<h1>Table of Contents<span class="tocSkip"></span></h1>
<div class="toc"><ul class="toc-item"><li><span><a href="#Objective" data-toc-modified-id="Objective-1">Objective</a></span></li><li><span><a href="#Data-Models" data-toc-modified-id="Data-Models-2">Data Models</a></span></li><li><span><a href="#Datasets" data-toc-modified-id="Datasets-3">Datasets</a></span></li><li><span><a href="#GRU" data-toc-modified-id="GRU-4">GRU</a></span></li><li><span><a href="#Training-Functions" data-toc-modified-id="Training-Functions-5">Training Functions</a></span></li><li><span><a href="#Train-Model" data-toc-modified-id="Train-Model-6">Train Model</a></span><ul class="toc-item"><li><span><a href="#Prepare-DataLoaders" data-toc-modified-id="Prepare-DataLoaders-6.1">Prepare DataLoaders</a></span></li><li><span><a href="#Training-Loop" data-toc-modified-id="Training-Loop-6.2">Training Loop</a></span></li></ul></li></ul></div>

In [1]:
import os
import json
import time
from collections import Counter
from pathlib import Path

import torch
import torch.nn as nn
import torch.nn.functional as F
import torch.optim as optim

from torch.utils.data import Dataset
from torch.utils.data import DataLoader

In [2]:
# Set seed for reproducibility
torch.manual_seed(9)

<torch._C.Generator at 0x7fdd0530daf0>

------------

# Objective

The goal of this notebook is to train a language model from scratch on `wikitext-2`, which you can find [here](https://www.salesforce.com/products/einstein/ai-research/the-wikitext-dependency-language-modeling-dataset/).

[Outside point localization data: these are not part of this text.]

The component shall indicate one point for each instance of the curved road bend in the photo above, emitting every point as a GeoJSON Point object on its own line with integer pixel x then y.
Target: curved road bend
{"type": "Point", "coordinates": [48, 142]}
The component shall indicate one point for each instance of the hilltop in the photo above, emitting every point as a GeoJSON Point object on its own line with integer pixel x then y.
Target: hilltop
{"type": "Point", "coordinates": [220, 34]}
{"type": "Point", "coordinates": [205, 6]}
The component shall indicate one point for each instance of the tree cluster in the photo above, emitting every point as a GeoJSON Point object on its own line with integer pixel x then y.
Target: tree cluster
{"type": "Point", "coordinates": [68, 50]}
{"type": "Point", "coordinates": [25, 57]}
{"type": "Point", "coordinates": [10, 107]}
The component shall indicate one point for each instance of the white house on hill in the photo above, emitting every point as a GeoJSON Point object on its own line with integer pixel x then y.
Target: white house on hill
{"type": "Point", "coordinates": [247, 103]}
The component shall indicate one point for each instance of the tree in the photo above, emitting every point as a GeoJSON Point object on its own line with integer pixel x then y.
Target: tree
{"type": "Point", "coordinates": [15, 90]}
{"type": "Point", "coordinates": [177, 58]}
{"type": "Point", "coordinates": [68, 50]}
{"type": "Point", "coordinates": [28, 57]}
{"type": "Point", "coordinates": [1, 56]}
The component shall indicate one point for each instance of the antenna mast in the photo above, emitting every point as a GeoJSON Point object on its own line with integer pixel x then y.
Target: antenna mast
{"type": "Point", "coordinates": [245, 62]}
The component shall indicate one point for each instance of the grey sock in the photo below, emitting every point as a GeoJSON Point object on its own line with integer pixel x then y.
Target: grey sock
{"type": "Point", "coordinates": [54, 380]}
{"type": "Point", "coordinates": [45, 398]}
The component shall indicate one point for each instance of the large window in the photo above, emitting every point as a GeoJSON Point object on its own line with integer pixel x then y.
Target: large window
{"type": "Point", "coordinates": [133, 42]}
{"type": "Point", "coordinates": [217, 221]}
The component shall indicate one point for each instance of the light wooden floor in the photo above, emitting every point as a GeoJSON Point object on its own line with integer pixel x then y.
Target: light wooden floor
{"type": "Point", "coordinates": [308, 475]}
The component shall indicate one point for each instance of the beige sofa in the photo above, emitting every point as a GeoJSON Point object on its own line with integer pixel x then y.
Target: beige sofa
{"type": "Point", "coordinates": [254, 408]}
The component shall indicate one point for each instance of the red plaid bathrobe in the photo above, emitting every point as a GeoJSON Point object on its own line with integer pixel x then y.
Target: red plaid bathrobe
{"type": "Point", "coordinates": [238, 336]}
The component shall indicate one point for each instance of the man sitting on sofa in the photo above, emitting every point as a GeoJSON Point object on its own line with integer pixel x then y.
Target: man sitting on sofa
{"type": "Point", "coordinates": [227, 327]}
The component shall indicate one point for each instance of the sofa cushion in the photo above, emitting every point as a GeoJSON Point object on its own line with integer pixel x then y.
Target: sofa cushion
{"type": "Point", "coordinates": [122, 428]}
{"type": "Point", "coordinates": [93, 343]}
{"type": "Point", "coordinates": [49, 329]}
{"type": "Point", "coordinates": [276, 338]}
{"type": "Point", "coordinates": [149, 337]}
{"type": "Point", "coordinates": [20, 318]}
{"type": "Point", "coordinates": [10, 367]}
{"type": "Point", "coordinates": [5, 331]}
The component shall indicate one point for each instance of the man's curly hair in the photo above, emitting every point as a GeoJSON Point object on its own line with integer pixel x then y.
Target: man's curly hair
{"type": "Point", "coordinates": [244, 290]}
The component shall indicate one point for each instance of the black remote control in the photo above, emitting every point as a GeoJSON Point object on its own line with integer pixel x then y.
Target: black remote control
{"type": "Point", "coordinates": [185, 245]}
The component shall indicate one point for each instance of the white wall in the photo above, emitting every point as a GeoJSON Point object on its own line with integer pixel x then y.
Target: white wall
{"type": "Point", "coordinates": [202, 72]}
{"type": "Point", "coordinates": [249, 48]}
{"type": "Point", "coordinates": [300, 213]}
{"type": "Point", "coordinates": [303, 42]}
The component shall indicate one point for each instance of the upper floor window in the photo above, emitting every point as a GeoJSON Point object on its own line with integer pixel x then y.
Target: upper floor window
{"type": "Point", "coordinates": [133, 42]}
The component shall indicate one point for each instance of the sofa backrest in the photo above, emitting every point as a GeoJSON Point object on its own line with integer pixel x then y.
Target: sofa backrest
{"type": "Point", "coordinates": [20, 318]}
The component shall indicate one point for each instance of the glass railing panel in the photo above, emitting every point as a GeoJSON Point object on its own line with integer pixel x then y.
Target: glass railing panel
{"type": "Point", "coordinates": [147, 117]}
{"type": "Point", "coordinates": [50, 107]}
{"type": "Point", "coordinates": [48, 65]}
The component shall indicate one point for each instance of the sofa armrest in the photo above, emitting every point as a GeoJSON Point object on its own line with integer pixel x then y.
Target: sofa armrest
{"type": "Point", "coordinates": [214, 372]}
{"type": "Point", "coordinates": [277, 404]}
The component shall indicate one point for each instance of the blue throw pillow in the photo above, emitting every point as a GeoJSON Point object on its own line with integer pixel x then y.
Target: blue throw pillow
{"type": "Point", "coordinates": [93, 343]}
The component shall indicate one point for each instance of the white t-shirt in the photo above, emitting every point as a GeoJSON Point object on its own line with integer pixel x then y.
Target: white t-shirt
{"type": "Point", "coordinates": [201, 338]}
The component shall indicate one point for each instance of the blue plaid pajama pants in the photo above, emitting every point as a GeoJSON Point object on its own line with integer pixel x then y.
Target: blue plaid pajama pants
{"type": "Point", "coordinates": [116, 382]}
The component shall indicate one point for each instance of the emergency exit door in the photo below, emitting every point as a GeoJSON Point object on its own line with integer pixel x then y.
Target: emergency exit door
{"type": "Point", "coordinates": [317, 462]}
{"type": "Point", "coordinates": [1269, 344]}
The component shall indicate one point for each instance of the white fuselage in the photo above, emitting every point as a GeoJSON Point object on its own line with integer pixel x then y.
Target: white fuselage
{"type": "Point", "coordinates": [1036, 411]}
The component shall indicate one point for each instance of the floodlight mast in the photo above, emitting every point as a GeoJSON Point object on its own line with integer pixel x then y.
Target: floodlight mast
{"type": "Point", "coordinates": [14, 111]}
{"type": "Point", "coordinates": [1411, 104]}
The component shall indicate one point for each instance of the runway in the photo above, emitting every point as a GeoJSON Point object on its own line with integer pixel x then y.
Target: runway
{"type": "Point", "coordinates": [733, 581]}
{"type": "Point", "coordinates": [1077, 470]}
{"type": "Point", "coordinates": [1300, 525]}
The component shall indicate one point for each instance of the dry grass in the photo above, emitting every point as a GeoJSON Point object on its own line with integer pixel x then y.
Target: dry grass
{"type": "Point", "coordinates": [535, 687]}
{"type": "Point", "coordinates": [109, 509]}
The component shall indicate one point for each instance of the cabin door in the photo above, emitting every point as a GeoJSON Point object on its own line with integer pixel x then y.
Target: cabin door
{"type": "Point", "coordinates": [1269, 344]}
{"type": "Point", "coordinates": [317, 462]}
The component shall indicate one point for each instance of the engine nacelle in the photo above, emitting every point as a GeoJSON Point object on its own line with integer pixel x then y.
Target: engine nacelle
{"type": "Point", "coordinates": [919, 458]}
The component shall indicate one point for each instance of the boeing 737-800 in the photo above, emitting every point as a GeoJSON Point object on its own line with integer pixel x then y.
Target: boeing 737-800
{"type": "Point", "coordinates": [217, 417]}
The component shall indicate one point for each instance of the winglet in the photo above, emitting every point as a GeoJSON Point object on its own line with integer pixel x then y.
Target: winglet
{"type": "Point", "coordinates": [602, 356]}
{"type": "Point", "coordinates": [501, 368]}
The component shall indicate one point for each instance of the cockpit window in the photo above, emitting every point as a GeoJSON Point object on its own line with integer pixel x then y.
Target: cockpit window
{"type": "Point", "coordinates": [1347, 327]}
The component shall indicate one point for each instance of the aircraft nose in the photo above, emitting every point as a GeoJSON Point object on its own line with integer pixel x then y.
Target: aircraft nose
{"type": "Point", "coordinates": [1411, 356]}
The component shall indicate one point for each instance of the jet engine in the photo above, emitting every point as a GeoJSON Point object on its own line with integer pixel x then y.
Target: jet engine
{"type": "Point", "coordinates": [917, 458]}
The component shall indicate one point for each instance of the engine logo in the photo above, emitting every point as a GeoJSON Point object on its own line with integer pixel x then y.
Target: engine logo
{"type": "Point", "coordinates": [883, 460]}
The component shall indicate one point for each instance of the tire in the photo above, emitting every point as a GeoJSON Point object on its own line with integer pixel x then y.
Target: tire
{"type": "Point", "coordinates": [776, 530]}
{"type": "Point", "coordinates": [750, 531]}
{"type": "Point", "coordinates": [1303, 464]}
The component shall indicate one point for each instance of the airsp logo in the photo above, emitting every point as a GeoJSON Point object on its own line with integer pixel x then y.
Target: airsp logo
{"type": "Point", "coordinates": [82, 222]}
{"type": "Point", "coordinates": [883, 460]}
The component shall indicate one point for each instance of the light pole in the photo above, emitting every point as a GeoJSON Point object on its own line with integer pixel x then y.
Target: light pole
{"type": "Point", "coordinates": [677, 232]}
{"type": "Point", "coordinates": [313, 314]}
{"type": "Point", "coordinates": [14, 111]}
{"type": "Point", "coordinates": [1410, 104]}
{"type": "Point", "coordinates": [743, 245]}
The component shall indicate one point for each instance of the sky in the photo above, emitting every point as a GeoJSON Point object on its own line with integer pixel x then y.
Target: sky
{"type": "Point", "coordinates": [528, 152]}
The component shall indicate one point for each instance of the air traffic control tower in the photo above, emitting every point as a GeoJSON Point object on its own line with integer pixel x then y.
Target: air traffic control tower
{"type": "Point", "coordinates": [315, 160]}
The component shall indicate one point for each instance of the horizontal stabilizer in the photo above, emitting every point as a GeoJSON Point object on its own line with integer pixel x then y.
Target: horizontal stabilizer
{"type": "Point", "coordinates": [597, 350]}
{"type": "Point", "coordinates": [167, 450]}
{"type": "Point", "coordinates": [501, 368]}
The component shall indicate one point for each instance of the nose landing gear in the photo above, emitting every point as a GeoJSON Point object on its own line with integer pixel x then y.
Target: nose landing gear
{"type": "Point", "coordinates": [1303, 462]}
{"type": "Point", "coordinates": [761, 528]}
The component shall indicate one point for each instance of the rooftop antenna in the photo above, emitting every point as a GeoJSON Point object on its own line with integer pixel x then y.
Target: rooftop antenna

Our focus will be on getting the pre-processing and training loops working in the traditional, non-federated setting. In a separate notebook we'll do the same thing for the federated setting, which you can read more about in [this](https://arxiv.org/pdf/1811.03604.pdf) paper (which we'll refer to as the `Google Smart Keyboard Paper`).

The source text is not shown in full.